Une vie, encore neuve, pourrait exploser
Hors du vieux mensonge brûlant au sol
Et, crépitant dans l’air, me laisser à demi aveugle.” ¹
S’il est vrai que les yeux sont les miroirs de l’âme, alors je sais pourquoi j’ai toujours eu peur de regarder les gens dans les yeux. L’idée qu’on puisse découvrir de quoi est fait mon moi intérieur me terrifie. Il y a de l’obscurité dans ma vie.

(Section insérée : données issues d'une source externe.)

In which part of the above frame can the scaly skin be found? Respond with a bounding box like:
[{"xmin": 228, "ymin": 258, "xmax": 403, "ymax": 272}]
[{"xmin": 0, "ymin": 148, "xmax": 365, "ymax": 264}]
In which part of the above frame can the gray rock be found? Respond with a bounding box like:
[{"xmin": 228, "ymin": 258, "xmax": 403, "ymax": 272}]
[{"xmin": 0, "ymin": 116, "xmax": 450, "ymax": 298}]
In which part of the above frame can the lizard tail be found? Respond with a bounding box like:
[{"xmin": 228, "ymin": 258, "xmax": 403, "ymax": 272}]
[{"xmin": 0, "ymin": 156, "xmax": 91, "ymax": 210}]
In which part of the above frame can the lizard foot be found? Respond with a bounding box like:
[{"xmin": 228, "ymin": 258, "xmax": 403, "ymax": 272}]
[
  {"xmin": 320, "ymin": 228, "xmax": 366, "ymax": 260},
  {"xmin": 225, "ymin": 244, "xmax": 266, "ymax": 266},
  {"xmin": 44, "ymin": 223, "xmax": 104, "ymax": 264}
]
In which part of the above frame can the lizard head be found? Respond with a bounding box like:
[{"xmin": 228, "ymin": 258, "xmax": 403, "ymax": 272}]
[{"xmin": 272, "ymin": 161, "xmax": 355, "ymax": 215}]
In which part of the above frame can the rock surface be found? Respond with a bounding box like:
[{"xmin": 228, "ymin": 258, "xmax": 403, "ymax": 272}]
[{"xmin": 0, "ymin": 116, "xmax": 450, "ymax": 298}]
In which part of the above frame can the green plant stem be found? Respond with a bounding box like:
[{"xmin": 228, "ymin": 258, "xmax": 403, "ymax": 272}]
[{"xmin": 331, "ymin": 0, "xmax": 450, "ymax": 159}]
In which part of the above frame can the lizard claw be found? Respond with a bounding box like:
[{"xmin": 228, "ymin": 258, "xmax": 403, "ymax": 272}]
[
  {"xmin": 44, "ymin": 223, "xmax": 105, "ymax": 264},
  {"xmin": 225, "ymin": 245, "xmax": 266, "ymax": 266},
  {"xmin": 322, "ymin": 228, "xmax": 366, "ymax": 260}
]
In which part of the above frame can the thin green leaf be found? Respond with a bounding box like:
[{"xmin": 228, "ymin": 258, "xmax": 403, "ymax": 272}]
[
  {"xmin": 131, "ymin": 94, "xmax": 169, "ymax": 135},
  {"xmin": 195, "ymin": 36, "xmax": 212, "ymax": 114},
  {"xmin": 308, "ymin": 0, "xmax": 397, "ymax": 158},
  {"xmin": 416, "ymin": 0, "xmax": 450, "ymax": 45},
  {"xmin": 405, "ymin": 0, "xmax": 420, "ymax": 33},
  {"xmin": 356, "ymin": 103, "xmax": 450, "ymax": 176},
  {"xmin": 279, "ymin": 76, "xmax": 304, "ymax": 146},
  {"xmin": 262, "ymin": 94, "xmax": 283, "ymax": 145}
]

Assise à l’aéroport, j’avais décidé que des Eva, il n’y en aurait plus. Toutes les versions de moi qui avaient existé, elles avaient été volées, brisées ou corrompues. Alors je cherchais une nouvelle identité. J’avais du temps devant moi et comme je n’existais plus, ça me paraissait le moment idéal.
Je voulais un nom d’homme, ça me donnerait un genre. Il faudrait me trouver une histoire qui allait avec, mais ça, j’avais l’habitude. Ce serait donc Dylan. Pourquoi pas? Ça sonnait bien pour un phœnix. Mais Dylan… quoi? J’essayais des noms british. Dylan Thornton? Dylan Smith?
Dylan… Thomas? Cool. Oui, ça sonnait classe, j’aimais bien. Je m’imaginais la couverture d’un livre aux pages cornées avec mon nom dessus et il n’y aurait que moi qui saurait: Dylan Thomas, c’était moi. Je pris mon téléphone. On allait embarquer mais rapidement, je voulais voir: il y avait beaucoup de “Dylan Thomas” qui existaient déjà? Je regardai sur Google. D’un coup, j’étais livide.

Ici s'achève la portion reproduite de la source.